Comitato tecnico scientifico: perché grandi esperti come Andrea Crisanti e Massimo Galli non sono entrati nell’organismo riformato dal premier Mario Draghi?
Per affrontare questo tema facciamo un passo indietro. E ritorniamo ai primi di febbraio, quando il presidente della Repubblica ha parlato al Paese facendo riferimento alla formazione di un “Governo di alto profilo”. Ovvero dare immediatamente vita a un nuovo Esecutivo, adeguato a fronteggiare le gravi emergenze presenti: sanitaria, sociale, economica, finanziaria. Il cittadino comune ha pensato che dopo le parole di Mattarella sarebbero state via via cooptate le persone in grado, ad esempio, di fronteggiare con competenza in primis la pandemia di Covid.
Invece che cosa è successo? Il nuovo capo della Protezione Civile, Fabrizio Curcio, d’intesa con la presidenza del Consiglio dei Ministri, ha modificato con un’Ordinanza del 17 marzo 2021 l’assetto del Comitato tecnico scientifico (Cts), riducendo il numero dei componenti da 27 a 12 e sostituendone alcuni. Ricordiamo che il Cts ha “competenza di consulenza e supporto alle attività di coordinamento per il superamento dell’emergenza epidemiologica dovuta alla diffusione del Coronavirus”.
A parte le dimissioni di un membro appena nominato e i commenti su una qualche forma di lottizzazione delle nomine tutta da dimostrare, si rimane perplessi dalle assenze di cui abbiamo detto nel nuovo Cts.
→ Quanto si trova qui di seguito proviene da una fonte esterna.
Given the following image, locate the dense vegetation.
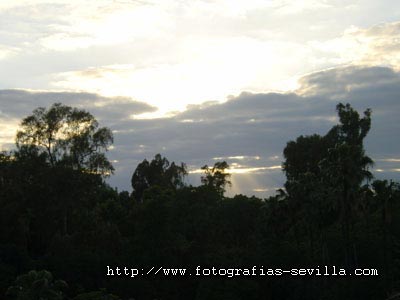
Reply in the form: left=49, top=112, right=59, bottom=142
left=0, top=104, right=400, bottom=300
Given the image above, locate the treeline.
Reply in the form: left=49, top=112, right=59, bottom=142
left=0, top=104, right=400, bottom=300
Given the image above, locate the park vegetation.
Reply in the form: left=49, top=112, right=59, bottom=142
left=0, top=104, right=400, bottom=300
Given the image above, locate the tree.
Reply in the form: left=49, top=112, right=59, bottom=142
left=131, top=154, right=187, bottom=201
left=201, top=161, right=231, bottom=195
left=6, top=270, right=68, bottom=300
left=16, top=103, right=114, bottom=176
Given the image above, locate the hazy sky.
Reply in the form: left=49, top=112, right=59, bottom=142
left=0, top=0, right=400, bottom=196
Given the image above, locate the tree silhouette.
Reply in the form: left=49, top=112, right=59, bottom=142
left=201, top=161, right=231, bottom=195
left=131, top=154, right=187, bottom=201
left=16, top=103, right=114, bottom=175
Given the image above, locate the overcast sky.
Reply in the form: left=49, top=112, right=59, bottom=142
left=0, top=0, right=400, bottom=197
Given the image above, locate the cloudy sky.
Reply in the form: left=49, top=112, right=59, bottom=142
left=0, top=0, right=400, bottom=197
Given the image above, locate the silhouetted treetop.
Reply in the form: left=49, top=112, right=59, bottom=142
left=16, top=103, right=114, bottom=175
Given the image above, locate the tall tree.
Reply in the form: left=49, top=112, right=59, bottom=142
left=16, top=103, right=114, bottom=175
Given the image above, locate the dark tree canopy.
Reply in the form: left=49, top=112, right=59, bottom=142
left=201, top=161, right=231, bottom=195
left=16, top=103, right=114, bottom=175
left=131, top=154, right=187, bottom=201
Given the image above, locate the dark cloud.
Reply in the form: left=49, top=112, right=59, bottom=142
left=0, top=67, right=400, bottom=196
left=0, top=89, right=156, bottom=122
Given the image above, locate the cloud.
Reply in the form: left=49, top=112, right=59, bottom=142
left=0, top=66, right=400, bottom=196
left=0, top=90, right=156, bottom=149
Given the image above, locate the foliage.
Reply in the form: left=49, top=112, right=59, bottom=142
left=0, top=104, right=400, bottom=300
left=16, top=103, right=114, bottom=175
left=131, top=154, right=187, bottom=201
left=201, top=161, right=231, bottom=195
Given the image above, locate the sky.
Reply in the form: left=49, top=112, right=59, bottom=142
left=0, top=0, right=400, bottom=197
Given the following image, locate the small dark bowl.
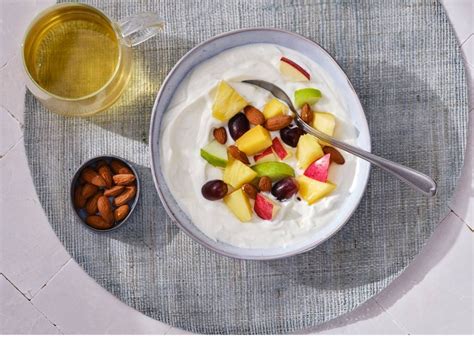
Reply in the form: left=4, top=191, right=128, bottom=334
left=70, top=155, right=140, bottom=233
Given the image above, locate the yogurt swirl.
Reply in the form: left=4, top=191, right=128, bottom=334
left=160, top=44, right=357, bottom=248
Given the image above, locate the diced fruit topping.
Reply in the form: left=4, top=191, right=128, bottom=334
left=296, top=175, right=336, bottom=205
left=272, top=177, right=298, bottom=201
left=300, top=103, right=314, bottom=126
left=242, top=183, right=258, bottom=199
left=224, top=189, right=252, bottom=222
left=253, top=193, right=280, bottom=220
left=253, top=147, right=278, bottom=163
left=212, top=127, right=227, bottom=144
left=201, top=180, right=228, bottom=201
left=263, top=98, right=288, bottom=119
left=304, top=154, right=331, bottom=183
left=244, top=106, right=265, bottom=125
left=201, top=79, right=344, bottom=222
left=313, top=112, right=336, bottom=136
left=280, top=57, right=311, bottom=82
left=223, top=160, right=258, bottom=189
left=227, top=145, right=250, bottom=165
left=229, top=113, right=250, bottom=141
left=201, top=140, right=227, bottom=167
left=212, top=81, right=248, bottom=121
left=264, top=115, right=293, bottom=131
left=296, top=134, right=324, bottom=169
left=272, top=137, right=290, bottom=161
left=252, top=162, right=295, bottom=181
left=323, top=147, right=346, bottom=165
left=295, top=88, right=322, bottom=108
left=258, top=176, right=272, bottom=192
left=235, top=125, right=272, bottom=155
left=280, top=127, right=306, bottom=148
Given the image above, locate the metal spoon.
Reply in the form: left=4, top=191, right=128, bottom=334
left=243, top=80, right=436, bottom=197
I professori Galli e Crisanti, sono due scienziati in prima fila nella lotta al Covid. Potevano entrare di persona, oppure tramite stretti collaboratori che sono parte delle loro ricerche. Anche una partecipazione limitata via Skype o Zoom sarebbe stata più utile di una loro esclusione. Perché? La risposta è semplice: sono dentro la ricerca.
Il caso di Vo’ Euganeo
Prendiamo per esempio Crisanti, che ha un’esperienza unica nell’aver seguito la cittadina di Vo’ Euganeo, un piccolo comune vicino a Padova durante tutto il primo periodo (ed oltre) della pandemia. Tale lavoro ha dato origine ad un primo studio pubblicato su Nature il 30 giugno 2020; un lavoro che dà conto di importanti intuizioni sulla trasmissione del Covid, in particolare con riferimento agli asintomatici, alla minore infezione dei bambini, ma soprattutto alla politica di tracciamento e di network testing, cioè testare tutta la cittadinanza di Vo’ all’interno della rete di contatti (diretti ed indiretti) delle persone. E il caso di Vo’ è diventato un esempio non solo per tutta l’Italia.
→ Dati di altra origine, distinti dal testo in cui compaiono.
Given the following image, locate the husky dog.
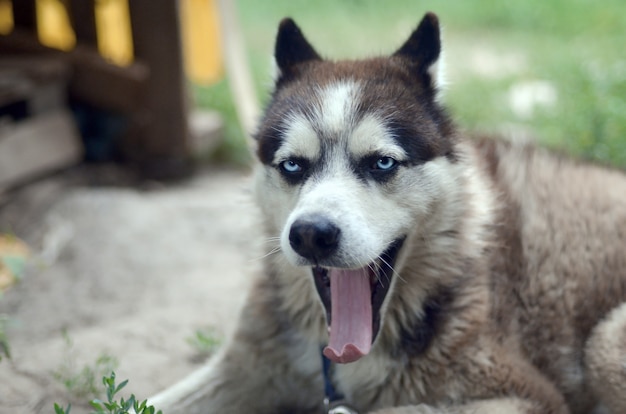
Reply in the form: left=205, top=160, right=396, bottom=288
left=155, top=13, right=626, bottom=414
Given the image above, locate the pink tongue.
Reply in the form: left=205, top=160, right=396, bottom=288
left=324, top=267, right=372, bottom=364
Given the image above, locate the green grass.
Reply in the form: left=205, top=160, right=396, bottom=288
left=196, top=0, right=626, bottom=167
left=54, top=372, right=162, bottom=414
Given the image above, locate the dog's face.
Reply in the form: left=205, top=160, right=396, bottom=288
left=251, top=14, right=456, bottom=362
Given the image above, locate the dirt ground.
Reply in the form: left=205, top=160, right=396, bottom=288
left=0, top=164, right=262, bottom=414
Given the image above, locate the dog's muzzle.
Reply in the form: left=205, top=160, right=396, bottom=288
left=289, top=216, right=341, bottom=263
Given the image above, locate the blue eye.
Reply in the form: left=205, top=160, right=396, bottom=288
left=280, top=160, right=302, bottom=173
left=373, top=157, right=398, bottom=171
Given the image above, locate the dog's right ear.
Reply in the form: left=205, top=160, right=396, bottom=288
left=274, top=18, right=321, bottom=79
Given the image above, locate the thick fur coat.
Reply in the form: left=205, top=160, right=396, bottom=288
left=147, top=14, right=626, bottom=414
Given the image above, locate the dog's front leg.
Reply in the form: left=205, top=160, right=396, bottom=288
left=150, top=280, right=323, bottom=414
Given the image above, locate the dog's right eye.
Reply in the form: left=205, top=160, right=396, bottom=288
left=277, top=158, right=309, bottom=184
left=280, top=160, right=303, bottom=174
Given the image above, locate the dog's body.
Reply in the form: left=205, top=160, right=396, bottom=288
left=152, top=14, right=626, bottom=414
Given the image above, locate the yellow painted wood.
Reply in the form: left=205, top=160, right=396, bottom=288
left=180, top=0, right=224, bottom=85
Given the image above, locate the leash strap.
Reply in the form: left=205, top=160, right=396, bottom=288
left=322, top=353, right=358, bottom=414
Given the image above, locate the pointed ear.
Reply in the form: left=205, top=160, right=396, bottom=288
left=394, top=13, right=441, bottom=75
left=274, top=18, right=321, bottom=75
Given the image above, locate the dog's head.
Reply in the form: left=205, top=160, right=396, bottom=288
left=256, top=14, right=457, bottom=362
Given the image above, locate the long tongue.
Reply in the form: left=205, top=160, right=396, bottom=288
left=324, top=267, right=372, bottom=364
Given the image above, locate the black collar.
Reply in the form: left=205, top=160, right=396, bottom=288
left=322, top=353, right=358, bottom=414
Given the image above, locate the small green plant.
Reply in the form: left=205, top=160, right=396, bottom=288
left=54, top=372, right=162, bottom=414
left=52, top=333, right=118, bottom=399
left=187, top=328, right=222, bottom=357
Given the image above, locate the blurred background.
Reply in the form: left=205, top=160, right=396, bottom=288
left=213, top=0, right=626, bottom=167
left=0, top=0, right=626, bottom=177
left=0, top=0, right=626, bottom=414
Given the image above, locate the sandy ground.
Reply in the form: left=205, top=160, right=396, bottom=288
left=0, top=166, right=262, bottom=414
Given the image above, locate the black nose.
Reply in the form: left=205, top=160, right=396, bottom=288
left=289, top=217, right=341, bottom=263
Sulla base del contact tracing, si sarebbe potuto individuare soltanto il 30% delle persone che si erano infettate. Questo metodo ha infatti dei limiti, perché fa affidamento sulla memoria dei singoli per rintracciare i contatti; e molto spesso le persone sono anche reticenti. A meno di non fare tanti tamponi.
Un piano straordinario
E qui arriva la proposta di fine agosto 2020 del professor Crisanti che su sollecitazione del ministero della Sanità, ha elaborato un piano straordinario di sorveglianza attiva che fa perno su due pilastri: un effettivo massiccio aumento della capacità giornaliera di analizzare tamponi; e una distribuzione omogenea sul territorio con una capillare diffusione dei tamponi anche avvalendosi di laboratori mobili.
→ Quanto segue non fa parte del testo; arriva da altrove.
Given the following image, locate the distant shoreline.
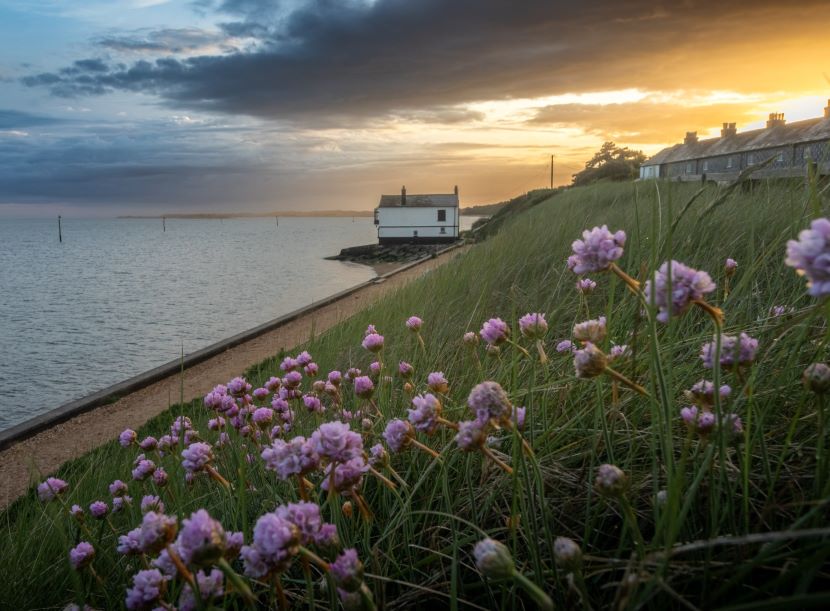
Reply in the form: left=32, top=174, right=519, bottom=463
left=120, top=206, right=492, bottom=220
left=116, top=210, right=373, bottom=220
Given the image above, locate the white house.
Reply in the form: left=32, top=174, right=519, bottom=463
left=375, top=187, right=459, bottom=244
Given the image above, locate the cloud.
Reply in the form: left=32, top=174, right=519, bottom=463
left=529, top=98, right=760, bottom=144
left=0, top=109, right=61, bottom=130
left=94, top=28, right=236, bottom=55
left=17, top=0, right=830, bottom=121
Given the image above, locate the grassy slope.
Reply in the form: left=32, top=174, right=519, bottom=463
left=0, top=177, right=830, bottom=609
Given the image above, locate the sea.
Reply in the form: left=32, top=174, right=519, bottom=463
left=0, top=217, right=474, bottom=430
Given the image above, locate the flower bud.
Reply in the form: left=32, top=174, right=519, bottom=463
left=595, top=464, right=628, bottom=496
left=553, top=537, right=582, bottom=572
left=473, top=538, right=516, bottom=579
left=574, top=342, right=608, bottom=378
left=802, top=363, right=830, bottom=395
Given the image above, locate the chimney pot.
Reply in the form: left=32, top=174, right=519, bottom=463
left=767, top=112, right=787, bottom=128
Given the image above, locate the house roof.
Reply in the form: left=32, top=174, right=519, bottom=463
left=643, top=118, right=830, bottom=165
left=378, top=193, right=458, bottom=208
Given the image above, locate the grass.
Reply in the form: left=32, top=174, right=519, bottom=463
left=0, top=176, right=830, bottom=609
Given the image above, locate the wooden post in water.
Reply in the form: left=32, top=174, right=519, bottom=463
left=550, top=155, right=554, bottom=191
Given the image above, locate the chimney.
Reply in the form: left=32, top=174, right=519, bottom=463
left=767, top=112, right=787, bottom=129
left=720, top=123, right=738, bottom=138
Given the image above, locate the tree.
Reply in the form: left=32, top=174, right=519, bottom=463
left=573, top=142, right=646, bottom=186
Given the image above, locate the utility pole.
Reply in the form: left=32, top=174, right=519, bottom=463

Il massiccio investimento in attrezzature, logistica, e personale e una presenza pervasiva in tutte le regioni permetterebbe la realizzazione di un piano omogeneo per tutto il Paese con il superamento delle barriere regionali. E a beneficio degli utenti finali. Ma tale proposta non ha avuto seguito. E sul colore delle Regioni? Anche sulle zone Crisanti ha proposto soluzioni differenti da quelle adottate, cioè, “commisurare le zone in base alle misure di contenimento prese”.
Vo’ ancora protagonista
In questi giorni è in corso di referaggio un’altro articolo su Nature dedicato al caso di Vo’, stavolta in relazione alla durata degli anticorpi a seguito di Covid. Anche su tale aspetto vi è un dibattito internazionale. Lo studio sembrerebbe suggerire che la protezione sia duratura, ma limitata per cui ci si potrebbe ammalare di nuovo con la necessità di vaccinazione.
Vi basta? L’Italia ha molte persone degne di partecipare alla vita pubblica, affrontando i problemi di tutti come la pandemia. Non cooptarle, come nel caso di Crisanti o di Galli nel Comitato tecnico scientifico, è un danno per il Paese.